These portraits of me were taken in the Summer of 2022 by the wonderful Agnieszka Rytych-Foster.

This first one is about geometric abstraction:

About the second one: it’s easy to center a sunflower inside a square so it looks good, but here I wanted to create an asymmetric composition where the swirling core is in-and-out of focus, bleeding across the left edge of the image, while giving way to a radiance of petals on the right. Why does this image pair with the crumbled temple stone from South India? I could try to explain it, but I’ll save my words and let you look:

In the third portrait, I’m holding a fall leaf and a spring leaf side-by-side. I captured these images a few years apart, not thinking about the first leaf when I later encountered the second. Looking through my portfolio one day, I noticed that the central veins of these two leaves align with each other, allowing the two photographs to almost snap together like lego pieces, creating one extended leaf.
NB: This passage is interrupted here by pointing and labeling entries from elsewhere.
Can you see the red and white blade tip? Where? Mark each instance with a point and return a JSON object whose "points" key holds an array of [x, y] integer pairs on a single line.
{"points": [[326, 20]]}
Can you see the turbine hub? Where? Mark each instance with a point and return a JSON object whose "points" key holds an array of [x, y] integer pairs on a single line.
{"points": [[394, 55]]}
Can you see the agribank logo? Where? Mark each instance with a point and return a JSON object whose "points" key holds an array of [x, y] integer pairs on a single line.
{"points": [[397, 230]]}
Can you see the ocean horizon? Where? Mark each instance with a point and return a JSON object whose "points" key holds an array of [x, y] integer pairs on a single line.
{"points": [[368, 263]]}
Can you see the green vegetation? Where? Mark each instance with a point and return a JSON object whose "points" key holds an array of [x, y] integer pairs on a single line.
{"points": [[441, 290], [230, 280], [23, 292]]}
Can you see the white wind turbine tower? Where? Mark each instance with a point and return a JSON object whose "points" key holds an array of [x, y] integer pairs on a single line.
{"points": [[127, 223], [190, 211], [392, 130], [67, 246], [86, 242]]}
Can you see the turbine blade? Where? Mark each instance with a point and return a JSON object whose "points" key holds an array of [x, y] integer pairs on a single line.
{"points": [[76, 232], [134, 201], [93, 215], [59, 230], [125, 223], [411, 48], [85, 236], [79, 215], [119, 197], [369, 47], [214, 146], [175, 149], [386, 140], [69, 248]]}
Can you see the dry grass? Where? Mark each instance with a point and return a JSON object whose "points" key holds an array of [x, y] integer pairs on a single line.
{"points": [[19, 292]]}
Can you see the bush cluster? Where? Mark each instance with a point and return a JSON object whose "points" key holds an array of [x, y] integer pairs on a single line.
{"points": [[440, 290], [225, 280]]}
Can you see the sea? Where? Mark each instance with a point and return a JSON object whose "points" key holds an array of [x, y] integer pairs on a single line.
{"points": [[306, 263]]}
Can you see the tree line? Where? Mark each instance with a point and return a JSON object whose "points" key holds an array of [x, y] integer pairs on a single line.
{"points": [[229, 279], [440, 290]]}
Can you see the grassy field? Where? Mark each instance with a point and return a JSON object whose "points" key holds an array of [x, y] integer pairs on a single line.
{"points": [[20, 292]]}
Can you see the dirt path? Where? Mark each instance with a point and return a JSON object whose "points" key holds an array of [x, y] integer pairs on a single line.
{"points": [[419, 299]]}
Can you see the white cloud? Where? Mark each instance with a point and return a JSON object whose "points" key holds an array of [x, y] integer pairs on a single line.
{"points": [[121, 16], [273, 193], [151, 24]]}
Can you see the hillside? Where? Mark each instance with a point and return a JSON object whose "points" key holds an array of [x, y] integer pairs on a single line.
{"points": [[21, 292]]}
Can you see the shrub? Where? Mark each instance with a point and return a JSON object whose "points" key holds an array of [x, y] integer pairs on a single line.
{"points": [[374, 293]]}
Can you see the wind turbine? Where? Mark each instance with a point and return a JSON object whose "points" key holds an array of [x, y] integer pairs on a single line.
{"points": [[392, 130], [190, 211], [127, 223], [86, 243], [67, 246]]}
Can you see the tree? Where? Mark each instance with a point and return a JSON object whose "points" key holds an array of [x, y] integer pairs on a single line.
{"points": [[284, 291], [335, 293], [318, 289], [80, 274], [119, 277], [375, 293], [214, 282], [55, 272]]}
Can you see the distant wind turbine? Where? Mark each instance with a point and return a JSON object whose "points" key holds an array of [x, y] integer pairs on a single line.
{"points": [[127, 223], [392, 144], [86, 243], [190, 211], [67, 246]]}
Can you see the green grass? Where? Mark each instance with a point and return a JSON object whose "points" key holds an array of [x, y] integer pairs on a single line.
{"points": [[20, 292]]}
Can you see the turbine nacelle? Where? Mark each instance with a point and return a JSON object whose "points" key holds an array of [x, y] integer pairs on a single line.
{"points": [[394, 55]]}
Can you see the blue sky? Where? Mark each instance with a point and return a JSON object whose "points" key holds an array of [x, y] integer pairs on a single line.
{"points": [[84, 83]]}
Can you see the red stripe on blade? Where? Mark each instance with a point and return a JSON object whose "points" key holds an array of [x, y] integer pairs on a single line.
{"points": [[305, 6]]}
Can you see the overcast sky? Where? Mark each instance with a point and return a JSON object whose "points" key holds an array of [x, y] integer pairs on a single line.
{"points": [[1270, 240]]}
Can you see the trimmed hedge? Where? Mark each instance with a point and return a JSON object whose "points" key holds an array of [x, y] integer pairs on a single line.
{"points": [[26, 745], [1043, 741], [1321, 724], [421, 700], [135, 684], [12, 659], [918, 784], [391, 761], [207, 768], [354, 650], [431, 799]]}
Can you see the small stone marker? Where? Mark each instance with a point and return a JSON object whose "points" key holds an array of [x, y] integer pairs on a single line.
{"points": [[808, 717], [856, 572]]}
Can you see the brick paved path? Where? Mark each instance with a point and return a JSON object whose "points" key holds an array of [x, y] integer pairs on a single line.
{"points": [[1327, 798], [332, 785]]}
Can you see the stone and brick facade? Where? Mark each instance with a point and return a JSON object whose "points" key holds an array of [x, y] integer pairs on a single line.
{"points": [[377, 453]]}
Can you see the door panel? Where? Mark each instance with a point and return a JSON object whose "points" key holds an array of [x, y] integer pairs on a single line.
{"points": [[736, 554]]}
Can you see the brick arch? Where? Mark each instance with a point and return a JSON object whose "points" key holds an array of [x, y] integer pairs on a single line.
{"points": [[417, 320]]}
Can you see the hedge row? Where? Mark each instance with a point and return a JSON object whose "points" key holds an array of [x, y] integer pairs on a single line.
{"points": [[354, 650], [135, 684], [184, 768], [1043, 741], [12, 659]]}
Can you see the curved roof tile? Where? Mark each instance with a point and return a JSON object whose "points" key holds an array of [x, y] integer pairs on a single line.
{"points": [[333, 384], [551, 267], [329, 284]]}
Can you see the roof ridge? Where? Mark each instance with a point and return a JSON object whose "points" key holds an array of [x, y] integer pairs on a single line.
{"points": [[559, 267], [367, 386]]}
My smile in this photograph is a reenactment of how I felt when I noticed this happy coincidence. And I’ve dedicated countless hours to searching for more coincidences like this – not taking photographs with the intention to pair them in a specific way, but rather discovering these resonances after the fact, where an image from one time and place might surprisingly happen to connect with another image from a completely different time and place. I think the fall leaf is the simpler of the two images here. I like it simply for the way the veins stretch throughout the square frame, filling it with an yellow-orange glow. The image of the spring leaf combines light shining through the leaf, creating a green glow, with light shining on the leaf, highlighting its fuzzy texture. The two images come together to form a larger “phrase” about the transition between seasons.